JD Corl (Christ Hospital, Lindner Research Center in Cincinnati, USA), who treated the first patient in the study, says: “The profile, flexibility and overall deliverability of the Svelte system is remarkable. The added value of a low-compliant delivery balloon to deploy stents at higher pressures, reducing the need for traditional non-compliant post-dilatation balloons, is a real benefit to interventionalists.”
By combining a drug-eluting stent, balloon and wire into a single, low-profile integrated system, the Svelte integrated delivery system has demonstrated the ability to reduce procedure time, contrast use, radiation exposure and adjunctive product use in registry studies overseas. The OPTIMIZE study will assess the safety, efficacy and health economic benefit of the Svelte integrated delivery system and rapid exchange platforms.

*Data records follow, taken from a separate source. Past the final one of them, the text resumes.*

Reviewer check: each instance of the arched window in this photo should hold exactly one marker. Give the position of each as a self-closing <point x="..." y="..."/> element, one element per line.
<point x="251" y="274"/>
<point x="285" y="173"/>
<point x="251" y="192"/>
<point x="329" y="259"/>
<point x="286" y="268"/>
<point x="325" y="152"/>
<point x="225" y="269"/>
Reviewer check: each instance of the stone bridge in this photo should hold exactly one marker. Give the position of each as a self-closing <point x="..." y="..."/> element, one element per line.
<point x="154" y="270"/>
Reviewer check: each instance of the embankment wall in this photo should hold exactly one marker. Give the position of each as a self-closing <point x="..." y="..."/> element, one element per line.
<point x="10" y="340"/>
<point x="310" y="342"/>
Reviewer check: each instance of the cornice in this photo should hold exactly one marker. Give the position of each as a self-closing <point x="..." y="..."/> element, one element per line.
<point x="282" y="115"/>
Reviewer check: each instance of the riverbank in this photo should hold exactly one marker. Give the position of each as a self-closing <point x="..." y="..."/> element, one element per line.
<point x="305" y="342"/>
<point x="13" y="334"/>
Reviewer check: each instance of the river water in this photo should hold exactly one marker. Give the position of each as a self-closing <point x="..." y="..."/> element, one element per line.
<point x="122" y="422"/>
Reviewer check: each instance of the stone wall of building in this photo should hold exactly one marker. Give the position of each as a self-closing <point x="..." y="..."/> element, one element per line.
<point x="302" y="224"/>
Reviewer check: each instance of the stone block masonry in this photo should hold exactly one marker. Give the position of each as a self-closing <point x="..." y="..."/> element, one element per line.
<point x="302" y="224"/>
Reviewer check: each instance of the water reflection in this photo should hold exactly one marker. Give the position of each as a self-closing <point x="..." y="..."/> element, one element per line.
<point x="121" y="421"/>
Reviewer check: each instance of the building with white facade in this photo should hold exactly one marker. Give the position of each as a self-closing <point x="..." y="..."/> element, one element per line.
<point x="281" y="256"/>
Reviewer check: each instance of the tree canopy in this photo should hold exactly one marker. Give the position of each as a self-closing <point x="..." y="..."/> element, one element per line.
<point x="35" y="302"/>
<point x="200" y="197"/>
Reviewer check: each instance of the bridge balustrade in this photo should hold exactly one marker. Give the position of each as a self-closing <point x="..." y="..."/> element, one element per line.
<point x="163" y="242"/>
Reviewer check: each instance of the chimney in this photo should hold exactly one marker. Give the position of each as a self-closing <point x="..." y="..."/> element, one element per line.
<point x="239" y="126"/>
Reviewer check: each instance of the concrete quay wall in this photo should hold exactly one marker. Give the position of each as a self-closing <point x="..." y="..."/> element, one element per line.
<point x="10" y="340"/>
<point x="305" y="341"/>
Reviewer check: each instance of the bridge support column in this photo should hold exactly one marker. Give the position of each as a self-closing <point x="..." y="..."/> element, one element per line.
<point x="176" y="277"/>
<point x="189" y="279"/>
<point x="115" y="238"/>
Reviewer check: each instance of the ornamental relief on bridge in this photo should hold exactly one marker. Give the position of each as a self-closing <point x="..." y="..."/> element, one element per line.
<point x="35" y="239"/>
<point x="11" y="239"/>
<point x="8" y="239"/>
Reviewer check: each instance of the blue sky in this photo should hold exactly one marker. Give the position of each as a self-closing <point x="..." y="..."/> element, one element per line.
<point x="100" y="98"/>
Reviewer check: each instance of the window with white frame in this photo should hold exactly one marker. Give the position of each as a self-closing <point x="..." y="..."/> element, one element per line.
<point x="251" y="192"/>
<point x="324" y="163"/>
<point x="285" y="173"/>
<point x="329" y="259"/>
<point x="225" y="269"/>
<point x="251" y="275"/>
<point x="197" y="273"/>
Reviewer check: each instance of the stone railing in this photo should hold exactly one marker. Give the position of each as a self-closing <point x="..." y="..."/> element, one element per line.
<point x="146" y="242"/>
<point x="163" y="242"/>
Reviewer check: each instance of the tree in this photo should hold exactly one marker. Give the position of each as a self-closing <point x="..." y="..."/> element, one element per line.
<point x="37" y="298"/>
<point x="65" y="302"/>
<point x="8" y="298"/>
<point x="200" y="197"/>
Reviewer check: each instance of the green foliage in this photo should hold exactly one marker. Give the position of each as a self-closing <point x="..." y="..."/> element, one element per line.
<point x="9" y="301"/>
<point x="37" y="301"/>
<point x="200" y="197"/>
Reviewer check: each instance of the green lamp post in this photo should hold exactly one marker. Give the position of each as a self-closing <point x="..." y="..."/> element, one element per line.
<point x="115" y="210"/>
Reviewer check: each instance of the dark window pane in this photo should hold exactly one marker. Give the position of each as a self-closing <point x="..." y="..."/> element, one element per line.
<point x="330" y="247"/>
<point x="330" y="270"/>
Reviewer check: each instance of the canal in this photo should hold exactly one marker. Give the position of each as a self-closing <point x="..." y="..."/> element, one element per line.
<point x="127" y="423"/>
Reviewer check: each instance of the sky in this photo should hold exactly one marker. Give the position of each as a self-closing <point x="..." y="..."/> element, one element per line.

“OPTIMIZE will be a landmark study for interventional cardiology. Not only is it evaluating an entirely new approach to coronary stent delivery using novel concepts and next generation technologies, OPTIMIZE is the first trial to evaluate, in a prospective, randomised fashion, direct stenting as well as the potential health economic impact derived by streamlining PCI. Both the OPTIMIZE study and the new technology being evaluated are very exciting,” says Dean Kereiakes (Christ Hospital)—the principal investigator of the OPTIMIZE study.